We are now designing and implementing a disaster recovery/business continuity system, which includes off-site replication of all IT systems, enabling fail over and fail back of all business operations to the cloud as well as a backup scheme that complies with the 3-2-1 principle and aligns with RPO’s & RTO’s established by the company.
This client is in the media and entertainment industry and was one of the many that were hit in the global “wannacry” ransomware attack. Their systems were compromised, their files were encrypted and hackers at the other end of the bitcoin account had a stranglehold on their business. Since this customer did not want publicity, they acquiesced and paid the ransom. Of course, the ransom was to be paid in bit coin, which took them a few days to get, because not everyone has 3,600 in bit coin ready to go. Luckily, once the ransom was paid, they were able to decrypt and regain access to their files.
Our ninjas are currently assisting in the company-wide remediation and cleanup effort which includes a “if you’re not 100% sure it’s clean – wipe it out & start over” clause. The project is going to take some time and it will not be cheap, but let’s face it: the last thing the client wants is to find out that 6 months down the road some seemingly benign code tucked away on an infrequently used drive is “calling home” to initiate a new crypto-locking scheme and start the nightmare in motion again.
This was not a fire drill emergency, or a potential RPE as in the previous two examples, but it was definitely a wake-up call. Along with the cleanup effort, we will be fast-tracking a disaster recovery project that was slated for Q4 into this quarter and implementing a zero-day threat management system to watchdog his freshly scrubbed infrastructure. As an added measure of security for the media files that were the focus of the ransomware attack, they are being copied to IBM cloud object storage (ICOS) where the data will be erasure coded, dispersed across multiple geographic locations and encrypted at rest. Think of it as a RAID array that has self-encrypting disks in 3 different data centers that are in 3 different cities. Take that, you bitcoin demanding cyber-criminals!
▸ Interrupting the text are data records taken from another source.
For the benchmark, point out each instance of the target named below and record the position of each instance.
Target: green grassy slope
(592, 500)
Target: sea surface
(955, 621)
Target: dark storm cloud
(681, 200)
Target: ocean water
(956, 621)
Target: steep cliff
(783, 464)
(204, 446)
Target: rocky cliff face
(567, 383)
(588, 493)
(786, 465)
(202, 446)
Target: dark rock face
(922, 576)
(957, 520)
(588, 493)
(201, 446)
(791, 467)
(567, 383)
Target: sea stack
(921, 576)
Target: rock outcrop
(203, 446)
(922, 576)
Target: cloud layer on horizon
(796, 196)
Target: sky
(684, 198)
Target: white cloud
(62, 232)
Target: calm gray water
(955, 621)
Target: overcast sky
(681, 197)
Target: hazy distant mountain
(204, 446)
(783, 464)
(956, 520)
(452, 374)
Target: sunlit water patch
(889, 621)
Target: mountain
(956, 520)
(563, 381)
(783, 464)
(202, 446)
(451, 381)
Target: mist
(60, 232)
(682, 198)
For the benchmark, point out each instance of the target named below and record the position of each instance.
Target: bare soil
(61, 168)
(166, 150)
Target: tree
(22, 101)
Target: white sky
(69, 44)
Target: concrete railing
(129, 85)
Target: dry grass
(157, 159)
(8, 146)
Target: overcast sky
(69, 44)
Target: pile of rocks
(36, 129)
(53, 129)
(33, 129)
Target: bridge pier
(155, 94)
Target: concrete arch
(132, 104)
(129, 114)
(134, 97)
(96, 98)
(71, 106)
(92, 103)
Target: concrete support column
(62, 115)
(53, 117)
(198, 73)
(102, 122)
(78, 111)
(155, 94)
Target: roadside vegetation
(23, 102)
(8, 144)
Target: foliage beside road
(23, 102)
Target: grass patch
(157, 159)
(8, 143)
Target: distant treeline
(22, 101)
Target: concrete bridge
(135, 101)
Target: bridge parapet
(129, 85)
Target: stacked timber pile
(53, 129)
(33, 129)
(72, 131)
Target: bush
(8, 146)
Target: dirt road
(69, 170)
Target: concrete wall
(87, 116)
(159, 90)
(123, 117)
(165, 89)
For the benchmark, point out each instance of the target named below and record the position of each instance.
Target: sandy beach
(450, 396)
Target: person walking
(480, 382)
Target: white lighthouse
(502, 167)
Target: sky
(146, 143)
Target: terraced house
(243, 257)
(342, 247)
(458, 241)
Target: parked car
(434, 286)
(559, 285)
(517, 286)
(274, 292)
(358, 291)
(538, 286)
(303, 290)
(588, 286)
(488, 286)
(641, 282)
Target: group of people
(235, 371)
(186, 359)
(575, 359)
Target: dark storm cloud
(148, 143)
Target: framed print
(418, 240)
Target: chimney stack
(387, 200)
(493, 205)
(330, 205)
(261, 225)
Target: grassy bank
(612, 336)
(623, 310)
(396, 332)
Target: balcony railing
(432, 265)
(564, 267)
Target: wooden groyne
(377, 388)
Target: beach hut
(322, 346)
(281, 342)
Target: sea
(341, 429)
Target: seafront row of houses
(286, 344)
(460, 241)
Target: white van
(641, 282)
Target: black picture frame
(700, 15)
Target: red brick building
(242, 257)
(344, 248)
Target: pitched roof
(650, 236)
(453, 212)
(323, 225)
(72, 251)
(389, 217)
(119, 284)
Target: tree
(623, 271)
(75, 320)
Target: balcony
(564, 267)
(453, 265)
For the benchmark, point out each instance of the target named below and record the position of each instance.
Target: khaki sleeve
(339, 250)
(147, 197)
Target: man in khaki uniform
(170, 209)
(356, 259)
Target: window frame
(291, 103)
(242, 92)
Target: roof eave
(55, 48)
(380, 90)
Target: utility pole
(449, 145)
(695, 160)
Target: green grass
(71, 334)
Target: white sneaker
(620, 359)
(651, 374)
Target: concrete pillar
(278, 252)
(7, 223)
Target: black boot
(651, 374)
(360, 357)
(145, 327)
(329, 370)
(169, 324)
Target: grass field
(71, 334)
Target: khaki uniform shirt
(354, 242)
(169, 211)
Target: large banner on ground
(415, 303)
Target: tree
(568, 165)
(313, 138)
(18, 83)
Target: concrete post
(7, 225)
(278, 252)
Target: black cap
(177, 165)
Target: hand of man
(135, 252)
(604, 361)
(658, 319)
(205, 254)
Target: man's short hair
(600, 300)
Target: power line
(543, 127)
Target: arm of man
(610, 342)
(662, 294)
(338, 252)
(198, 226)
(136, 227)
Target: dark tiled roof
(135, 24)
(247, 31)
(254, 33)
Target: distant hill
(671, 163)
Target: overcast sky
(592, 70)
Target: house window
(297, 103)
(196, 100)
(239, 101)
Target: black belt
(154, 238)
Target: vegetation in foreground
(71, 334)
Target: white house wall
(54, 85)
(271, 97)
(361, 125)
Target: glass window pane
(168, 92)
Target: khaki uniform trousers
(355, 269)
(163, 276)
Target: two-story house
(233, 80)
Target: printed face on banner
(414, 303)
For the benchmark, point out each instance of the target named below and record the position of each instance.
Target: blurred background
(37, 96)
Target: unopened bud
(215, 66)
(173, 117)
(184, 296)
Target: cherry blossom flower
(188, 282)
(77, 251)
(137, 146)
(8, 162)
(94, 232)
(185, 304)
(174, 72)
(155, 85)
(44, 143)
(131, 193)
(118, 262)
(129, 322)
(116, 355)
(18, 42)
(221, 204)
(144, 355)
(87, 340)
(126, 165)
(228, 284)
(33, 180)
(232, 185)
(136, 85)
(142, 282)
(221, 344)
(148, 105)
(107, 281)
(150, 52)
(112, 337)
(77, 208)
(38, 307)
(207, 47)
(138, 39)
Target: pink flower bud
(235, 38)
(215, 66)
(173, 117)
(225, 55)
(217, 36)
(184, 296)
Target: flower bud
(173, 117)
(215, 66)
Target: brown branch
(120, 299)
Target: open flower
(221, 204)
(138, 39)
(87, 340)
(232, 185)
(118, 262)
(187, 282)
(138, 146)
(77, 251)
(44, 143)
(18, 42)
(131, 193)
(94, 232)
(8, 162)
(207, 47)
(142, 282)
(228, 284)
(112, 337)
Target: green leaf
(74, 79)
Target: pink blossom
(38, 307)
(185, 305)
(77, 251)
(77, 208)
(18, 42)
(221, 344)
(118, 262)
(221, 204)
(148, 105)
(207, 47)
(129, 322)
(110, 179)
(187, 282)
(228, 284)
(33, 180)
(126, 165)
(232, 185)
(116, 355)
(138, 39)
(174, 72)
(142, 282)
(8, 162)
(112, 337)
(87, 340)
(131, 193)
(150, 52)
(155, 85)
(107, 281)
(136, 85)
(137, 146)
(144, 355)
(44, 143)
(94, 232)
I got a call at 7am on Thursday morning, when the tired CIO informed me he needed immediate IT support, since his financial application was “down”. He indicated he and his IT person had been up all night, since, without a place to enter orders and create invoices, their business was effectively shut-down. He had been on manufacturer tech support, escalated tickets and all the basic checklists had been exhausted. We arranged a quick web conference call, and soon had our ninja’s trouble-shooting along-side this customer for most of the day and half of the next. This could have easily been an RPE (resume producing event) for the CIO, so we worked as part of his team until we were able to restore the financial system. While he didn’t lose his job, this CIO lost 2 full days of production, 2 nights of sleep and his credibility with management and the user base. We are currently in the process of designing and implementing a remote fail over configuration for his critical applications, off-site replication of his entire VMware infrastructure, a well-designed backup system and a DR Plan.